4. Purely from a technical point of view and as a matter of law, certainly the contention of the learned Counsel for the petitioner is well-founded. But the only question is, on the facts and circumstances of this case, is there any justification for this Court interfering with the order of the appellate Authority, under Section 115 of the Civil Procedure Code?
5. The exercise of the revisional powers of the High Court under Section 115, Civil Procedure Code, is purely discretionary. The High Court will not take a technical view and necessarily interfere in every case, where an order is wrong and even improper, if such interference will produce hardship or injustice. The revisional jurisdiction of the Court is intended to secure and subserve and ends of Justice and not to deny or defect it. If interference in a particular case will result in hardship or injustice to a party, the High Court will be justified in refusing to interfere in the exercise of its revisional jurisdiction, even if the order is found to be one without jurisdiction. In this particular case, I have already referred to the fact that, when the respondent moved the civil Court, the petitioner took up the stand that the civil Court had no jurisdiction and, when, subsequently, the respondent moved the Rent Controller, the petitioner took up a reverse stand, though it may be justified on the position of law as it stood then, that the Rent Controller had no Jurisdiction and only the civil Court had jurisdiction. In view of this, interference with the order of the Lower Court in this case will render the respondent without any remedy to obtain possession of the land in question, notwithstanding the fact that the petitioner has committed default in the payment of rent and the bona fide requirements of the respondent has been admitted. Even if the respondent filed another suit, the petitioner may contend that the same is barred by resjudicata in view of the previous proceedings instituted in the civil Court, and may prolong the proceedings. Hence, in my opinion this is not a proper case in which the High Court should interfere with the order of the lower Court.
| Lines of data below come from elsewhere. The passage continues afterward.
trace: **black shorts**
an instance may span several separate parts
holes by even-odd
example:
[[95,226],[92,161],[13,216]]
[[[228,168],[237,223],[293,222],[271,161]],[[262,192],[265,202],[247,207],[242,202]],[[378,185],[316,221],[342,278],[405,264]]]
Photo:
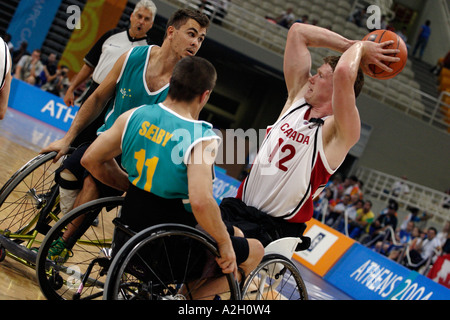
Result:
[[246,238],[258,239],[264,247],[283,237],[304,239],[306,224],[290,223],[283,218],[271,217],[254,207],[247,206],[237,198],[223,199],[220,211],[229,232],[236,226]]
[[[201,230],[192,212],[186,211],[181,199],[165,199],[130,185],[122,206],[120,220],[133,232],[164,223],[178,223]],[[203,231],[203,230],[202,230]],[[237,264],[248,259],[249,245],[245,238],[230,235]],[[129,239],[116,229],[113,254]]]
[[[83,143],[80,147],[74,150],[74,152],[68,156],[61,166],[56,170],[55,172],[55,180],[56,182],[63,188],[69,189],[69,190],[76,190],[76,189],[82,189],[83,188],[83,182],[84,179],[91,175],[89,171],[87,171],[82,165],[81,165],[81,158],[83,157],[84,153],[86,152],[87,148],[91,145],[92,142],[86,142]],[[120,156],[116,158],[116,161],[120,164]],[[61,171],[64,169],[69,170],[72,172],[72,174],[77,178],[77,181],[66,181],[63,180],[60,176]],[[123,191],[111,188],[110,186],[107,186],[106,184],[100,182],[99,180],[92,177],[99,189],[100,197],[112,197],[112,196],[120,196],[123,194]]]

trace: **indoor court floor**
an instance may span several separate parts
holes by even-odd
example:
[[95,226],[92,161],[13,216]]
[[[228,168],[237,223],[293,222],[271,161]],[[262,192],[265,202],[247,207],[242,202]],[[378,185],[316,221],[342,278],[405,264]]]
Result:
[[[64,132],[9,108],[0,121],[0,187],[42,147],[61,138]],[[352,300],[309,269],[294,261],[311,300]],[[45,300],[35,270],[10,257],[0,262],[0,300]]]

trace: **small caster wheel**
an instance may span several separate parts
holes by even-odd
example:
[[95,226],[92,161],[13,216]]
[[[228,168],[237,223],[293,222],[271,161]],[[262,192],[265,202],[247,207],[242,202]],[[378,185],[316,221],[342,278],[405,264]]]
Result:
[[6,249],[0,246],[0,262],[5,260],[6,258]]

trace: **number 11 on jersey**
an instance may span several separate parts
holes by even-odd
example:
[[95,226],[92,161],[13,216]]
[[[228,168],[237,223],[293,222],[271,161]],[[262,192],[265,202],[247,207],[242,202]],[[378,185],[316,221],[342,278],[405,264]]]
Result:
[[137,186],[137,183],[142,178],[142,171],[144,166],[147,167],[146,180],[144,185],[144,190],[150,192],[152,188],[153,175],[155,174],[156,165],[158,164],[158,157],[152,157],[150,159],[145,158],[145,149],[141,149],[134,153],[134,158],[137,160],[136,170],[138,172],[138,177],[133,180],[133,184]]

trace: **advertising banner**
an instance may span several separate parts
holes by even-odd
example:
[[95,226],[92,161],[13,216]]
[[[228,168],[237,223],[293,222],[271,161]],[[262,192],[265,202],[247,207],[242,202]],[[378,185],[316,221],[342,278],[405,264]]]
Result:
[[95,42],[116,28],[126,4],[127,0],[90,0],[86,3],[80,23],[73,30],[60,60],[60,64],[69,67],[70,76],[80,71],[85,55]]
[[7,33],[14,48],[28,42],[28,51],[41,49],[61,0],[22,0],[16,8]]
[[450,290],[355,243],[325,280],[357,300],[448,300]]
[[9,107],[67,131],[79,108],[68,107],[63,99],[21,80],[12,79]]
[[294,259],[323,277],[355,241],[315,219],[306,225],[304,235],[311,238],[311,245],[296,252]]
[[213,196],[217,203],[220,204],[223,198],[235,197],[240,181],[227,176],[225,169],[218,166],[214,167],[216,179],[213,184]]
6. Over and above this, before the appellate Authority, three points were raised for decision. The first point was whether the tenant was guilty of wilful default in the payment of rent. The second point was whether the claim that the appellant (Respondent) required the premises for his own occupation was a bona fide one. The third point was with regard to the maintainability of the petition before the Rent Controller. Learned Counsel appearing for the petitioner before the appellate Court gave up the first two points, did not advance any arguments on those points and argued only on the technical point that the Rent Controller had no jurisdiction. I am taking note of this aspect as well, for the purpose of declining to interfere in the exercise of my jurisdiction under Section 115 of the Civil Procedure Code with the order of the Rent Controller as well as the appellate Authority, in this case.
7. Consequently, the civil revision petition fails and is dismissed.